Turn chicken breast side up, baste with pan juices, and continue to roast until thermometer inserted into thickest part of a thigh (without touching bone) registers 170 F, about 20 minutes.
[This is the picture from before.]
Tilt chicken to drain juices from cavity into roasting pan, then transfer it to a platter and let stand for 15 minutes.
MEANWHILE, MAKE THE GRAVY:
Transfer pan juices to 1 1/2-quart saucepan and skim off fat. Put roasting pan on a burner, add stock and water, and deglaze pan by boiling over moderately high heat, stirring and scraping up brown bits, for 1 minute.
Add stock mixture to pan juices and bring to a boil. Stir cornstarch mixture and whisk into pan juices, then boil, whisking, until slightly thickened, about 1 minute.
Remove from heat and stir in lemon juice and salt and pepper to taste.
Cut chicken into serving pieces and serve with gravy.
As you can see, I served mine with potatoes:
How did I make the potatoes?
We’ve covered this before. Just cut up little red potatoes–in halves or quarters–toss with 1/4 cup of olive oil, salt, and pepper and roast on a cookie sheet in the oven with the chicken for an hour. As you can see, I took the thyme from the BC chicken recipe and put it on the potatoes instead of the chicken:
This was a nice touch. I’ll definitely do it again if I have extra thyme next time I make chicken.
Which leads to the question: when I make chicken next time, will I make BC chicken or this Gourmet chicken recipe? I’m not going to lie: it’s the BC. I’m all about maximum flavor. This Gourmet chicken is good for subtle people who want pure chicken flavor. But the Gourmet technique is one I might put to use with the BC recipe: the rotating the chicken as it cooks may have helped brown the skin, but I also think it kept the chicken moister somehow. I’m not sure why. Maybe I’m making it up.

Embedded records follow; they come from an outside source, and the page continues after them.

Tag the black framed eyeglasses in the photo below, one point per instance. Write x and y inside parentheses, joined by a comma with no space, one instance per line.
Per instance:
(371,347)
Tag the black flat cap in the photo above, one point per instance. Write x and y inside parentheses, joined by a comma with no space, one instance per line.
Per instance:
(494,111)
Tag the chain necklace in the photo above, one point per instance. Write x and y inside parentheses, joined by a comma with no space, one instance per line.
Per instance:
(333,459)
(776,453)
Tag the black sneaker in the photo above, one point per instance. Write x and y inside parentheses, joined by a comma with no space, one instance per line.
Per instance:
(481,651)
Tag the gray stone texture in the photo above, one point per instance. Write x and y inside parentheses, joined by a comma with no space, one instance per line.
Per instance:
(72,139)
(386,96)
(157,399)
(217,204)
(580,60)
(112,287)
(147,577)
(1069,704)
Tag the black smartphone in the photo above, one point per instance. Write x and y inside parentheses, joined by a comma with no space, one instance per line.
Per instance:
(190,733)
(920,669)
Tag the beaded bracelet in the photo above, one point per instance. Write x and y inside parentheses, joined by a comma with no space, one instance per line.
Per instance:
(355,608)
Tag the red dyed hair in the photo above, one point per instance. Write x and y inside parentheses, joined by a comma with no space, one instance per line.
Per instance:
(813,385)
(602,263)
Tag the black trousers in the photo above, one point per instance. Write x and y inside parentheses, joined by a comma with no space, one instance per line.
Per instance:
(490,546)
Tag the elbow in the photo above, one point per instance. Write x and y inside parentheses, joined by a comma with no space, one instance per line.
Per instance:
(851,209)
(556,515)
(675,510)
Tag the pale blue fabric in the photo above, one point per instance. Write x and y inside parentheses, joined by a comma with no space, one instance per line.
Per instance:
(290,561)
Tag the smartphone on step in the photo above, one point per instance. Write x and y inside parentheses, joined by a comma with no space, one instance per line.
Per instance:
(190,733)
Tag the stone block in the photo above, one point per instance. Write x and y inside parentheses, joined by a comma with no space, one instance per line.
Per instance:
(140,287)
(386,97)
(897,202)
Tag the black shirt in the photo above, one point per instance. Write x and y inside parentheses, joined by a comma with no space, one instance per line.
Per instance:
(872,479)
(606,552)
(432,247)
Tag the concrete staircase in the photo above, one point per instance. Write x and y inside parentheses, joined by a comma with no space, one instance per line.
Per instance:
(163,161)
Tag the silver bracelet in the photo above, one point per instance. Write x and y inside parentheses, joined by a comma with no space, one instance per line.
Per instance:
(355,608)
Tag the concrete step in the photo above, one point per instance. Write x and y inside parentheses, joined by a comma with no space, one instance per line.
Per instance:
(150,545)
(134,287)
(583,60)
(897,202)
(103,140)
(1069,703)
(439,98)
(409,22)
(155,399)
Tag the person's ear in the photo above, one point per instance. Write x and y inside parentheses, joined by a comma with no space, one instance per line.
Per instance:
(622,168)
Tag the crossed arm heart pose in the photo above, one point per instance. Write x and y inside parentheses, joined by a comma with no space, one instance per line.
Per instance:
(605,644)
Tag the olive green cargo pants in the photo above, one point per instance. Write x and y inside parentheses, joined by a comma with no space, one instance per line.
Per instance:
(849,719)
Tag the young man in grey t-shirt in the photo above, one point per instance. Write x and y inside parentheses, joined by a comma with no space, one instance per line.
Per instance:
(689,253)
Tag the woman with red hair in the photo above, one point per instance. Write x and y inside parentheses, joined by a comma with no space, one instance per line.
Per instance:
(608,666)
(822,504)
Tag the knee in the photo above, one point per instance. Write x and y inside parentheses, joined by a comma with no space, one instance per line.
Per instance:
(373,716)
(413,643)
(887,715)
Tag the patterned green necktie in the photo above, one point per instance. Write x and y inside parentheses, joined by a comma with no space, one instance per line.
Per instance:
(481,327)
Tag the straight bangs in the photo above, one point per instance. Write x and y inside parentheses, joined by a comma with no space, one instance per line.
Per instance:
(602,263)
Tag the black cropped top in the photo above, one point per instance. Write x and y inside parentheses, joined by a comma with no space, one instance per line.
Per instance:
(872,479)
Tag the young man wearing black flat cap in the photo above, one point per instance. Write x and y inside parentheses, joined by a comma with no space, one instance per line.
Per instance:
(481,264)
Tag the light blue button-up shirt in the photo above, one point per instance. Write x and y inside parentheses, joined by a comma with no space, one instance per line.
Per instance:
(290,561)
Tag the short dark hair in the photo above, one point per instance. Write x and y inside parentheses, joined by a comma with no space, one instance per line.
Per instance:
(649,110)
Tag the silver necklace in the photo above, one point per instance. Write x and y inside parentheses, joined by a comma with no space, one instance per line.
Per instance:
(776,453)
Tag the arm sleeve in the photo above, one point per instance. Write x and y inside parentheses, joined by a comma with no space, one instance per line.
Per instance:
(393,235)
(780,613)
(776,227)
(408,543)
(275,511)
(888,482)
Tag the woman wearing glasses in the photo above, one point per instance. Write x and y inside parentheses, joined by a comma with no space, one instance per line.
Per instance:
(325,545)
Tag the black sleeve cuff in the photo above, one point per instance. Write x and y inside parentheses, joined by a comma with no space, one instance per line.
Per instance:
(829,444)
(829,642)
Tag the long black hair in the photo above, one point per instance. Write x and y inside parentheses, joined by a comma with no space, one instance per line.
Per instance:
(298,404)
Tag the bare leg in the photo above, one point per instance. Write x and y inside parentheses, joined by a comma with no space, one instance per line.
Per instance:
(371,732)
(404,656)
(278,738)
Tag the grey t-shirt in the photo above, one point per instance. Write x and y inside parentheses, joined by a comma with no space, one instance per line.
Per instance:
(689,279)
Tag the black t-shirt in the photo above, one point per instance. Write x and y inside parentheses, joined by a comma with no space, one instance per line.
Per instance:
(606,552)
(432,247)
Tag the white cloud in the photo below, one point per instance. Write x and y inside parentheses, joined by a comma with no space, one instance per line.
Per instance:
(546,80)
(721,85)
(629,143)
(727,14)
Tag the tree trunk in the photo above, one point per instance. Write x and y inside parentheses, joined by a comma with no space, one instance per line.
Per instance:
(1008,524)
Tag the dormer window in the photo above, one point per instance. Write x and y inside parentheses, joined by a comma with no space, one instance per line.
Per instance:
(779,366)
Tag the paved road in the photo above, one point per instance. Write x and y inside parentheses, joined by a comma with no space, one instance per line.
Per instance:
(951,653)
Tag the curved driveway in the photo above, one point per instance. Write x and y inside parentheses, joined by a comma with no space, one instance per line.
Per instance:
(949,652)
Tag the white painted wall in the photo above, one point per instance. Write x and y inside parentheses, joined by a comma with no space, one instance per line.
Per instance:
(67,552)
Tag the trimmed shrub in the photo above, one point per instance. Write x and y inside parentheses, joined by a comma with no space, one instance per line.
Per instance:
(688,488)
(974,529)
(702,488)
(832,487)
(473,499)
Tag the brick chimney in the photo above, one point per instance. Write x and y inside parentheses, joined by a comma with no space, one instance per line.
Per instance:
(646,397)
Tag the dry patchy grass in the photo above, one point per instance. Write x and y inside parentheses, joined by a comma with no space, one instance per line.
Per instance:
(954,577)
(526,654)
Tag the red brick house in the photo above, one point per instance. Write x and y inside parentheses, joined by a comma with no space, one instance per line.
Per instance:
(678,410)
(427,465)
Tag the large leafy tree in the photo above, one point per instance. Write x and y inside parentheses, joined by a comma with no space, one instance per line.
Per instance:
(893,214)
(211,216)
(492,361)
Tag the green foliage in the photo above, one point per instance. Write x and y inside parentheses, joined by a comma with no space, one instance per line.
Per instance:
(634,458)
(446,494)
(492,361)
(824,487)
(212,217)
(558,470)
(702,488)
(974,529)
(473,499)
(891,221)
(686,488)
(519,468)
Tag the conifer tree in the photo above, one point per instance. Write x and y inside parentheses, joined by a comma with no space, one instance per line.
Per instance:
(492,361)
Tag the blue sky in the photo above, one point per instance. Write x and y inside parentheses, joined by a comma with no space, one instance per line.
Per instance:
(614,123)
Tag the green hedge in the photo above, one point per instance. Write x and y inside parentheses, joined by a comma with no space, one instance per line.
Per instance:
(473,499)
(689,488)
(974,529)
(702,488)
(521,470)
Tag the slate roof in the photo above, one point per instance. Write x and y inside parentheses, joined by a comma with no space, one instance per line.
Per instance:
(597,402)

As for my Jewishness, you already know I broke my fast early. But I did it in a very Jewish way: I had a bagel at Murray’s with very Jewish cream cheese. And I spotted other Jews there too so I didn’t feel too bad. And unlike them, I knew that my Jewish street cred was way higher: I swung serious fowl the night before. Serious Amish fowl. That Amish part may not be a Jewish custom, but for Adamists it’s absolutely essential. Bonus points if your chicken has a beard and a funny hat.